Pazar sabahı öğrenir ki, hem Kapalı Çarşı, hem de zil üretim tesisi kapalıdır. Bu durumda Bill (Frisell), Joe (Lovano) ve Paul (Motian) caz festivali mihmandarıyla birlikte bir müzeye gider, sonrasında öğlen yemeği yiyip, sonra “sound-check” yaparlar. Ardından Paul Motian otele gidip, duşa girer. Fakat o sırada çok büyük bir talihsizlik yaşar ve küvette ayakları yerden kesilecek şekilde çok hızlı bir şekilde yere kapaklanır. Çok acı çekiyordur. Küvetten sürünerek çıkar, sonra uzanmak için yerde sürünerek yatağa gider. Bir yeri mi kırılmıştır?…
Bir an önce akşamki konser için hazır olmalıdır. Bir şekilde giyinmeyi başarır ve otel lobisine iner. Şoföre, Bill’e ve Joe’ya neler olduğunu anlatır ve akşama çalabileceğini düşündüğünü söyler ama emin de değildir. Doktora gitmeye vakit yoktur ve tatil günüdür. Paul o akşam iyi çalmak istiyordur, çünkü ailesinin doğduğu ülkededir. Zilleri çalmak için uzandığında çok acı hissetmektedir. Bazen 2 kaburga kemiği kırılan profesyonel futbolcuların o şekilde futbol oynadıklarını duyduğunu anımsar!… Bir şekilde konseri tamamlar ve insanlar ona daha sonra ulaşıp, bu konserin festivalin en iyi konserlerinden biri olduğunu söylerler.
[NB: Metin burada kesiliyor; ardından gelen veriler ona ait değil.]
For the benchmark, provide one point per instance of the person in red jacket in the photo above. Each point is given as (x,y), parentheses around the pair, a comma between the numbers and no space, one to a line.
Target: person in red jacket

O gece pek uyuyamamıştır. Ertesi sabah erkenden Avusturya’ya gitmek zorundadır. Bill, Joe ve mihmandarının yardımıyla havaalanına gider. Acı dayanılmazdır; uçuş çok zorlu geçer. Her hareket ettiğinde ve hatta hiç hareket etmediğinde bile canı yanıyordur. Uçak Münih’e iner ve oradan Avusturya’daki küçük bir kasabaya tren yolculuğu yaparlar. Oraya ulaştıklarında, Paul’u sonunda bir doktor muayene eder ve röntgen çektirtir. Sağ tarafındaki sekizinci kaburganın kırık olduğu ortaya çıkar. Doktor ağrı kesici yazar ve kaburgalarını sarmak için cırt cırtlı bandaj almasını söyler. Kaburgasının iyileşmesi yaklaşık 6 hafta sürecektir. Bu arada tura devam etmek zorundadır.
Daha gidilecek yollar ve çalınacak konserler vardır!